LeetCode刷题实战519:随机翻转矩阵
There is an m x n binary grid matrix with all the values set 0 initially. Design an algorithm to randomly pick an index (i, j) where matrix[i][j] == 0 and flips it to 1. All the indices (i, j) where matrix[i][j] == 0 should be equally likely to be returned.
Optimize your algorithm to minimize the number of calls made to the built-in random function of your language and optimize the time and space complexity.
Implement the Solution class:
Solution(int m, int n) Initializes the object with the size of the binary matrix m and n.
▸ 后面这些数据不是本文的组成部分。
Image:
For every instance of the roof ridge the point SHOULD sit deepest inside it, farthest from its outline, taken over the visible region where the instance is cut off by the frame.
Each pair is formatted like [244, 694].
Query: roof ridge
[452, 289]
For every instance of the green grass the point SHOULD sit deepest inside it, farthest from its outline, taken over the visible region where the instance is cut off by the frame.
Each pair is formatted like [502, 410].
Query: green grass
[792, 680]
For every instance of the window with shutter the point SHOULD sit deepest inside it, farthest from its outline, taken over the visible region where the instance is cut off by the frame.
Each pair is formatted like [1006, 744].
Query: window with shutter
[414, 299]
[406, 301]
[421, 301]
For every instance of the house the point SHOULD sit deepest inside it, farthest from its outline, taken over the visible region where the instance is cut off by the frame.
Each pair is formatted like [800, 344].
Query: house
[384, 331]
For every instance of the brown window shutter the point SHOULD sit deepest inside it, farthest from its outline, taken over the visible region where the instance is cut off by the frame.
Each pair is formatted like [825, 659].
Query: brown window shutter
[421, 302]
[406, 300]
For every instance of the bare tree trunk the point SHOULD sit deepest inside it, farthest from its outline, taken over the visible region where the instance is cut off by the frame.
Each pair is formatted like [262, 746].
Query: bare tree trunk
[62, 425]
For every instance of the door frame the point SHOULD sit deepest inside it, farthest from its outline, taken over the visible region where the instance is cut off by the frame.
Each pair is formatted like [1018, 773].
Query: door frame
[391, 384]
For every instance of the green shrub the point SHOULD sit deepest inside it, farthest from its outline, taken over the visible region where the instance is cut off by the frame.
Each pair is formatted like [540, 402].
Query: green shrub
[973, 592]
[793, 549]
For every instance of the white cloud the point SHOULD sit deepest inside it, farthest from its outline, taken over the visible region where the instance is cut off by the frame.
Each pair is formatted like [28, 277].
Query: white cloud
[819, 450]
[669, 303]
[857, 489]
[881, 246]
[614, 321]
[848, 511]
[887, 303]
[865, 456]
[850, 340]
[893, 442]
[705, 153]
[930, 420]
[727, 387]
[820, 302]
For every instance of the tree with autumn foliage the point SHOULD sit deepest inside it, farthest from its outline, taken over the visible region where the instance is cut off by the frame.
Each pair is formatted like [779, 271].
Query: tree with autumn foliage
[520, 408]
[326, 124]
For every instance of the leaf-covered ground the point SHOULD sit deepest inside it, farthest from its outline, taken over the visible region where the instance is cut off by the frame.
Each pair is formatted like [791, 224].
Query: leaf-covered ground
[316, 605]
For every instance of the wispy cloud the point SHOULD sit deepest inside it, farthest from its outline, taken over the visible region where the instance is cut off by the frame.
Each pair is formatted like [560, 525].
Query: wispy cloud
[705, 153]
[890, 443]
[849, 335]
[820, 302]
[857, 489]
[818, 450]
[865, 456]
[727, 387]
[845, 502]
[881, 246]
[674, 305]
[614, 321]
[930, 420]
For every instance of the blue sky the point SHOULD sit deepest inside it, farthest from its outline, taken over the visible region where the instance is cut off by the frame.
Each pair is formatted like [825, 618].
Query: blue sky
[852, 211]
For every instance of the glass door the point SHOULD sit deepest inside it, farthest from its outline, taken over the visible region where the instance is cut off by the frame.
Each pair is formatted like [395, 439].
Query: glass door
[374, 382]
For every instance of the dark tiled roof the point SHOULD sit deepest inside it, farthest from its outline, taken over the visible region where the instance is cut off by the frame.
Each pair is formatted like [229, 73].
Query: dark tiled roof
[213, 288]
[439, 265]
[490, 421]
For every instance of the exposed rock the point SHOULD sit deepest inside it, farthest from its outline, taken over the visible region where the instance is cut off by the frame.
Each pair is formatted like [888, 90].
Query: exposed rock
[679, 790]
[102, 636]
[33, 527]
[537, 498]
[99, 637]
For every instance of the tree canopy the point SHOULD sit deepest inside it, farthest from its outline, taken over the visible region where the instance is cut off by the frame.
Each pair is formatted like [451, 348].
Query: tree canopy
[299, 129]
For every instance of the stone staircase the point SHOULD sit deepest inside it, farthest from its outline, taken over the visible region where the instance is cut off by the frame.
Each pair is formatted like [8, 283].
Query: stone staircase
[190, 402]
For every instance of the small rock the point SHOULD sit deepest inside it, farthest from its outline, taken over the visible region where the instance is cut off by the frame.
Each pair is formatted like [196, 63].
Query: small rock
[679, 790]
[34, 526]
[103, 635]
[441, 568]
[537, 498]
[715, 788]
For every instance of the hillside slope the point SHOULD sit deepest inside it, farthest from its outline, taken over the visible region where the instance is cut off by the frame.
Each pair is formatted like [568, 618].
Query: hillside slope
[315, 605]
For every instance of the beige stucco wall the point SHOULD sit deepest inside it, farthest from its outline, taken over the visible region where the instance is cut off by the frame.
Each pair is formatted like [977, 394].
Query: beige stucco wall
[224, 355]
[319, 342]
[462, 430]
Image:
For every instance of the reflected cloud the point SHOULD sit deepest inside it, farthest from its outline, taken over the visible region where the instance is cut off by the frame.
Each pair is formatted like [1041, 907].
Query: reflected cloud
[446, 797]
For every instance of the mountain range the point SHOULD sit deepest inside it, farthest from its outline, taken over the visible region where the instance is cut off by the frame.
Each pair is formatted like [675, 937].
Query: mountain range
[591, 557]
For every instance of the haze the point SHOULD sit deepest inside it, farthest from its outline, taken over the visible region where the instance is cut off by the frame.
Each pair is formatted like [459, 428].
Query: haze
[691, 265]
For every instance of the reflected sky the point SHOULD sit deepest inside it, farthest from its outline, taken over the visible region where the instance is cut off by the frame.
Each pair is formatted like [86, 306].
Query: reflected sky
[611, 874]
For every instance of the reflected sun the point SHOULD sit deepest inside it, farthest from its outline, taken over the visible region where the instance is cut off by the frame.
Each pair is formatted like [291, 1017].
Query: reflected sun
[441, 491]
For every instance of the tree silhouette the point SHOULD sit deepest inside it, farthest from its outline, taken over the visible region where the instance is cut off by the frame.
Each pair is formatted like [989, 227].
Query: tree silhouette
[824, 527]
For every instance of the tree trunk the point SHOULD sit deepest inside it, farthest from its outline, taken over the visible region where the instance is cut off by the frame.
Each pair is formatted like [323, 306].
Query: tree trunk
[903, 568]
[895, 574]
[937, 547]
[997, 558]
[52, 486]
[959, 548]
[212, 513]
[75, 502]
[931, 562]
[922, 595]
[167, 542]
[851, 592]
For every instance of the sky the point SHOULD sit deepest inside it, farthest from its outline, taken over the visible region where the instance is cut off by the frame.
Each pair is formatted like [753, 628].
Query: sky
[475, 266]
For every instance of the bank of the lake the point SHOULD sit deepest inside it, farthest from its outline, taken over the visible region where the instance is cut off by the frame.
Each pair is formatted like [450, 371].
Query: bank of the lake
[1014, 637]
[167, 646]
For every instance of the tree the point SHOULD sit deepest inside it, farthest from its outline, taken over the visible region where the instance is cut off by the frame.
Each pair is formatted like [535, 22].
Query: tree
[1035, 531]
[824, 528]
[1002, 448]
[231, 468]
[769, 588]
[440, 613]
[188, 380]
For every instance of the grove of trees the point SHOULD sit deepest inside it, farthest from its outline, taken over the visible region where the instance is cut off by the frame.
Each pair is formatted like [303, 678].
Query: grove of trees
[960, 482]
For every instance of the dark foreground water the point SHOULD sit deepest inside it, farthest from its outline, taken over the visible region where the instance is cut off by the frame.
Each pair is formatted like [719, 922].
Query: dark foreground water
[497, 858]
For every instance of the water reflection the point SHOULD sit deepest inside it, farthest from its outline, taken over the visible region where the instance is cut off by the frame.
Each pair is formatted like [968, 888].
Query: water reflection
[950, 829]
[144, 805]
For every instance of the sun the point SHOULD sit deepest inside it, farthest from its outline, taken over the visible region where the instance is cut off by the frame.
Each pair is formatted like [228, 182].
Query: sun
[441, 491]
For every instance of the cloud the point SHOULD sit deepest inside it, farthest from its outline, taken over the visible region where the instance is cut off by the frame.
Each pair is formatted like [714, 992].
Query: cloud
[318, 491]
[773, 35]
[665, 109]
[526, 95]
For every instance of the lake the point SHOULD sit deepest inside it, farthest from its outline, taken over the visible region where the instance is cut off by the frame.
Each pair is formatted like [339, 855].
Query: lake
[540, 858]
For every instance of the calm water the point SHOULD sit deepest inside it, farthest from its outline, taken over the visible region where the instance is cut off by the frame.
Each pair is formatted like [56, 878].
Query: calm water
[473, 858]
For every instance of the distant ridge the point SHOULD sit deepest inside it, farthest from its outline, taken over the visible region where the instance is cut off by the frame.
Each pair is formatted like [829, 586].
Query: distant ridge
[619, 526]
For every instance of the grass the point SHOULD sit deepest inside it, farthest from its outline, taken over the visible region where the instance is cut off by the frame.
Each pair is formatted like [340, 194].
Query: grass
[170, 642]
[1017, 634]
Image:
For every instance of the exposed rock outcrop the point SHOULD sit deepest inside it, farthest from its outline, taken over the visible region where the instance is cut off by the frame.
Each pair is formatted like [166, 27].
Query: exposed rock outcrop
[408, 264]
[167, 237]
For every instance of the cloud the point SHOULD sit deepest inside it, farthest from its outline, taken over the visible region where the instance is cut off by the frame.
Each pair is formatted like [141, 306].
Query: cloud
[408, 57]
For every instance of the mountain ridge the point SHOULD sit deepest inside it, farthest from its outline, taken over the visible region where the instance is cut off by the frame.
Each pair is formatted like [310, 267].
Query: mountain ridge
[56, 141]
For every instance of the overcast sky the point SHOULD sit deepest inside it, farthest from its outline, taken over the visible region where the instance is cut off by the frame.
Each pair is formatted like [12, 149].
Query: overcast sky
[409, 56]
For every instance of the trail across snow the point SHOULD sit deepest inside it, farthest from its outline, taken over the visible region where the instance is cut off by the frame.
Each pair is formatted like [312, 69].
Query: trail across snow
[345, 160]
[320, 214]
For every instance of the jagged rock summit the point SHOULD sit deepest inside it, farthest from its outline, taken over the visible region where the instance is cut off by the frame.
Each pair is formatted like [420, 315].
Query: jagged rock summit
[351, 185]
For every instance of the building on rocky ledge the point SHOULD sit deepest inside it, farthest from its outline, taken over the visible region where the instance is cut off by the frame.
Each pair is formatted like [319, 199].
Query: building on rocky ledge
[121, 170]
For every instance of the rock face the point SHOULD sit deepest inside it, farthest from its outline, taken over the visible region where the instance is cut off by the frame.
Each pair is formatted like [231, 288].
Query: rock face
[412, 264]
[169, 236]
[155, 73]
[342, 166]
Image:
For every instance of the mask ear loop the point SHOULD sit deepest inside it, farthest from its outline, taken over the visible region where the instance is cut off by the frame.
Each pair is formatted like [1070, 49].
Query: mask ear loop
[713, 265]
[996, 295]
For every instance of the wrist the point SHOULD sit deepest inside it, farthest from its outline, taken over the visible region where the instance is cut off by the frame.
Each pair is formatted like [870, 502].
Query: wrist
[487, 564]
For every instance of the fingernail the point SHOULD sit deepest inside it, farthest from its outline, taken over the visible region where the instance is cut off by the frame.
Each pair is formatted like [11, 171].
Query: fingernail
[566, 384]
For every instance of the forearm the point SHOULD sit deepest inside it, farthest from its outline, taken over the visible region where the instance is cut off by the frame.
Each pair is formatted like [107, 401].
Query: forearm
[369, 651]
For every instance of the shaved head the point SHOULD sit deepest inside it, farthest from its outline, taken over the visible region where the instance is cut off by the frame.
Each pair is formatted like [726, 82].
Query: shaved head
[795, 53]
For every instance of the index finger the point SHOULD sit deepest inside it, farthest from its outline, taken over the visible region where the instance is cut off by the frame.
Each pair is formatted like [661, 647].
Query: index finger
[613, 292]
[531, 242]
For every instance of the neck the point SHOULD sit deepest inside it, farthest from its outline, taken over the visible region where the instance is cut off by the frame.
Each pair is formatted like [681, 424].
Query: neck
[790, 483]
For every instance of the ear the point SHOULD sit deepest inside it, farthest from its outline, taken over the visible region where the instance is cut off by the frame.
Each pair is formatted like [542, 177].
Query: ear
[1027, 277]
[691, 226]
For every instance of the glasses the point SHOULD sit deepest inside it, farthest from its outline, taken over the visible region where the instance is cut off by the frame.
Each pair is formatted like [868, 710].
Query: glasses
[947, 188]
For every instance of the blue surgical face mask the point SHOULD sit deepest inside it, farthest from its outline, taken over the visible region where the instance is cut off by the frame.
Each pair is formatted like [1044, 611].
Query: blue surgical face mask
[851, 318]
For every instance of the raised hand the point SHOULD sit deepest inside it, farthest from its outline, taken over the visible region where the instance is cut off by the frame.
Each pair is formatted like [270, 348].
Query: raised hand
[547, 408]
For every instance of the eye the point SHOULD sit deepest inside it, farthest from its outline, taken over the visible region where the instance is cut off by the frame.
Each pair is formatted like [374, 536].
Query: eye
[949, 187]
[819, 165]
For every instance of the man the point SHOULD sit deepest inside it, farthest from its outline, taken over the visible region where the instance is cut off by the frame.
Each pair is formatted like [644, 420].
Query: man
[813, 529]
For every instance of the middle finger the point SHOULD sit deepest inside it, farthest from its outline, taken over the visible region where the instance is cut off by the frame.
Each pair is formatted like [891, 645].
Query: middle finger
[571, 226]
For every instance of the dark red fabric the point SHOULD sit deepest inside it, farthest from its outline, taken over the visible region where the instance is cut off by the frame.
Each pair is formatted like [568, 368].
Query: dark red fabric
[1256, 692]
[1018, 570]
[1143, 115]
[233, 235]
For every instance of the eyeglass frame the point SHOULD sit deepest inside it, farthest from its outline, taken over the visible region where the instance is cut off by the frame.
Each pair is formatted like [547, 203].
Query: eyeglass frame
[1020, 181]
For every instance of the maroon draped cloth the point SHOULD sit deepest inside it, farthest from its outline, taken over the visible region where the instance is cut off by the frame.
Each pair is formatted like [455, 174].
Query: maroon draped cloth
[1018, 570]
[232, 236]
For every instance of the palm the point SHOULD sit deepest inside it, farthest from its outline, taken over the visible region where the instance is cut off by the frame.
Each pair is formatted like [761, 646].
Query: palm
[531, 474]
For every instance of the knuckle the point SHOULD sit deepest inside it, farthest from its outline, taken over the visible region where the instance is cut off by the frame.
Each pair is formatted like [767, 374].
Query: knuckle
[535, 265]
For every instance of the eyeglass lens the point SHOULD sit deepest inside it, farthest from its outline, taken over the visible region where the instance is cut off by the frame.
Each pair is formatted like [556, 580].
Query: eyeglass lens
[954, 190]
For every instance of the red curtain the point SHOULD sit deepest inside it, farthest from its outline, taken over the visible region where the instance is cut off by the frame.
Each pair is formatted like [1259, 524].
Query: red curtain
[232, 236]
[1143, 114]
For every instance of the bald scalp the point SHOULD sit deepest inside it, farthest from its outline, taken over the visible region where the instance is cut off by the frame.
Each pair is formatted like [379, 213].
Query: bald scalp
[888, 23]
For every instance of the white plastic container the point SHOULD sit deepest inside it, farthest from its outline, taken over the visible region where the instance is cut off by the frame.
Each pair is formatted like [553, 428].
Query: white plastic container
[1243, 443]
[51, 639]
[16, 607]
int[] flip() Returns a random index [i, j] of the matrix where matrix[i][j] == 0 and flips it to 1.
void reset() Resets all the values of the matrix to be 0.
Solution(int m, int n) 使用二元矩阵的大小 m 和 n 初始化该对象
int[] flip() 返回一个满足 matrix[i][j] == 0 的随机下标 [i, j] ,并将其对应格子中的值变为 1
void reset() 将矩阵中所有的值重置为 0
示例
输入
["Solution", "flip", "flip", "flip", "reset", "flip"]
[[3, 1], [], [], [], [], []]
输出
[null, [1, 0], [2, 0], [0, 0], null, [2, 0]]
解释
Solution solution = new Solution(3, 1);
solution.flip(); // 返回 [1, 0],此时返回 [0,0]、[1,0] 和 [2,0] 的概率应当相同
solution.flip(); // 返回 [2, 0],因为 [1,0] 已经返回过了,此时返回 [2,0] 和 [0,0] 的概率应当相同
solution.flip(); // 返回 [0, 0],根据前面已经返回过的下标,此时只能返回 [0,0]
solution.reset(); // 所有值都重置为 0 ,并可以再次选择下标返回
solution.flip(); // 返回 [2, 0],此时返回 [0,0]、[1,0] 和 [2,0] 的概率应当相同
解题
class Solution {
public:
Solution(int n_rows, int n_cols) {
nr = n_rows, nc = n_cols, remain = nr * nc;
}
vector<int> flip() {
uniform_int_distribution<int> uni(0, -- remain);
int r = uni(rng);
int x = S.count(r) ? S[r] : S[r] = r; // 随机数对应的值, 没的话就对应本身
S[r] = S.count(remain) ? S[remain] : S[remain] = remain; // remain是下次需要删除的所以可以把这个值存到S[r]上,因为r已经被使用了
return {x / nc, x % nc};
}
void reset() {
S.clear();
remain = nr * nc;
}
private:
unordered_map<int, int> S;
int nr, nc, remain;
mt19937 rng{random_device{}()};
};